Image of book cover for Linked Data for Libraries, Archives and Museums
Linked Data for Libraries, Archives and Museums: How to Clean, Link and Publish your Metadata

Authors: Seth van Hooland and Ruben Verborgh
Paperback: 272 pages
Publisher: ALA Editions (07/08/2014)
Language: English
ISBN-13: 978-0-8389-1251-5


There are a lot of great resources that document linked data fundamentals and best practices out there (here, here, here, and here to name a few).

But despite all of these resources being widely available and freely accessible online, the discussion still suffers from being a little too abstract or scattered for the beginner or even folks who have regular interaction with data and work within a cultural heritage setting but have not had much experience with linked data. Where linked data is often a practice driven by the particularies of a use case, many resources use examples that are tied too closely to the context in which they are used. Or, on the other hand, to avoid specifying any particular use case, many instructional resources on linked data can stray more towards a self-referencing parade of acronyms, which is great as a refresher, but not for those starting out.

Though I work in a library setting and have sat down with linked data concepts and examples more than a few times already, I don’t yet use them in my regular work. Possibly as a result of that, I admitedly have struggled with what linked data exactly is and how to implement it in the work I do. I also definitely could have used a better understanding of its theory and practice in working up my last post.

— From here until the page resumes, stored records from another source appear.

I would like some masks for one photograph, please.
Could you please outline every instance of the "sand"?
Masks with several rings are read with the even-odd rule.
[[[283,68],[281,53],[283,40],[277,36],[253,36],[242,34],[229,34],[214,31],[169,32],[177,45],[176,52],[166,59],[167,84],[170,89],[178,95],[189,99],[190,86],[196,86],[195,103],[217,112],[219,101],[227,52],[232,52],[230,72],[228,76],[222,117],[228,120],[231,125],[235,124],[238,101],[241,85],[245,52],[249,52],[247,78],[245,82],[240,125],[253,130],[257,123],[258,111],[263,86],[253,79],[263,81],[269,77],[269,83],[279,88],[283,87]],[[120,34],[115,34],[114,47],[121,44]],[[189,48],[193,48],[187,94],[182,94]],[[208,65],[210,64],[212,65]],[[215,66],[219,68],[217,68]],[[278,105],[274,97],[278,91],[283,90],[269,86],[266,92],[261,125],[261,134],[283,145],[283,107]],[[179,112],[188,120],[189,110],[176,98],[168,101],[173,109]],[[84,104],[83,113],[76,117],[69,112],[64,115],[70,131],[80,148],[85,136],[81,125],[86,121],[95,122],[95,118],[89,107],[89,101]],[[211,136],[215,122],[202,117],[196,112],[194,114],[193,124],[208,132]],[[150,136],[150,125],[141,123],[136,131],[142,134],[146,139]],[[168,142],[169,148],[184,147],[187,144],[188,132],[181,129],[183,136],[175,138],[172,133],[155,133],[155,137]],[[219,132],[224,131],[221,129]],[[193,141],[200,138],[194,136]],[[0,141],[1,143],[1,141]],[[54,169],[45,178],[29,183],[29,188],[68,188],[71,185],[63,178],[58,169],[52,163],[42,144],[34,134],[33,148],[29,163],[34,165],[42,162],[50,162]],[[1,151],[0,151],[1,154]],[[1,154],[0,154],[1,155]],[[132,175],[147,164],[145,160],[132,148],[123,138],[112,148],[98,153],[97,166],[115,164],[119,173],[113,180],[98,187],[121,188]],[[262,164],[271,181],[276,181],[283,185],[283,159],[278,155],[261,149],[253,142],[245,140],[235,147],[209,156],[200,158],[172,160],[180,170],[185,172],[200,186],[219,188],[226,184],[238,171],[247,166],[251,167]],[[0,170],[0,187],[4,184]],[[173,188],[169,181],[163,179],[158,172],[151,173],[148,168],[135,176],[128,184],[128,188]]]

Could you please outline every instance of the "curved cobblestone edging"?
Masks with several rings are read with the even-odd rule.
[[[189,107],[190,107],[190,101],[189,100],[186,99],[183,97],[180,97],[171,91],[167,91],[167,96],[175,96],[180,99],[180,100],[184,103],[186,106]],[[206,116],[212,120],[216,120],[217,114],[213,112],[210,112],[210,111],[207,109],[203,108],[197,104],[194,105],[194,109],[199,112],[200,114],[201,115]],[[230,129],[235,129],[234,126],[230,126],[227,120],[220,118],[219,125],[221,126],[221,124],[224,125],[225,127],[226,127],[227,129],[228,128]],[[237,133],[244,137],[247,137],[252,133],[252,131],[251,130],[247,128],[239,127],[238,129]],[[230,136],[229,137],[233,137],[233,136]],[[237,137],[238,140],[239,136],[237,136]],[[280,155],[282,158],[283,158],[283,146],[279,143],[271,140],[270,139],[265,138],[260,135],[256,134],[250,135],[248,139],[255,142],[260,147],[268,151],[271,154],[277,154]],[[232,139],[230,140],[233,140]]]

The challenge for Linked Data for Libraries, Archives and Museums is to create a coherent introduction and efficient, accessible demonstrations for a practice that is not so easy to summarize in one shot. Linked data is not a single piece of software or one well-established metadata schema. It is rather a mingling of schemas and data structures, varied technologies, and data management practices. It is a workflow where best practices are emerging, but some are still better than others. To make things more difficult, it is a practice for which explanations and principles vary slightly depending on whom you ask (e.g. Librarian or Computer Scientist. Digital Humanist or Web Developer).


Linked Data for Libraries, Archives and Museums precipitates many of the challenges a newcomer to linked data might experience. And does so in a way that is driven by pragmatics, using a variety of different example datasets and use cases from different institutions. In this manner, it is nicely assembled for cultural heritage professionals grappling with how linked data might work at their own organizations. By establishing a single, coherent voice and a specific focus on LAM organizations, this book meets a need for providing a basic introduction to a set of ideas where it is often difficult to figure out where one ought to start.

The book layout moves progressively from gathering data and cleaning messy data to reconciling data with canonical taxonomies and ontologies, enriching incomplete data with techniques like Named-entity recognition and finally publishing linked data for others to access and link to. The book takes care to explore the history and existing practices with each practical step and new concept and caps off each chapter with a working case study where a dataset is given treatment using tools and ideas from that chapter. In the case studies you will find the authors’ previous work with SPARQL endpoints, OpenRefine and related tools from their project,

Another strength of this book is that it evaluates and makes suggestions on which tools and data formats to use when taking on particular tasks. Though while it makes technology recommendations, it also raises a caveat against allowing technology to guide the way towards linked data. Finally it is pretty good about noting where certain tools fall short, are ceding to newer approaches, or still have a ways to go.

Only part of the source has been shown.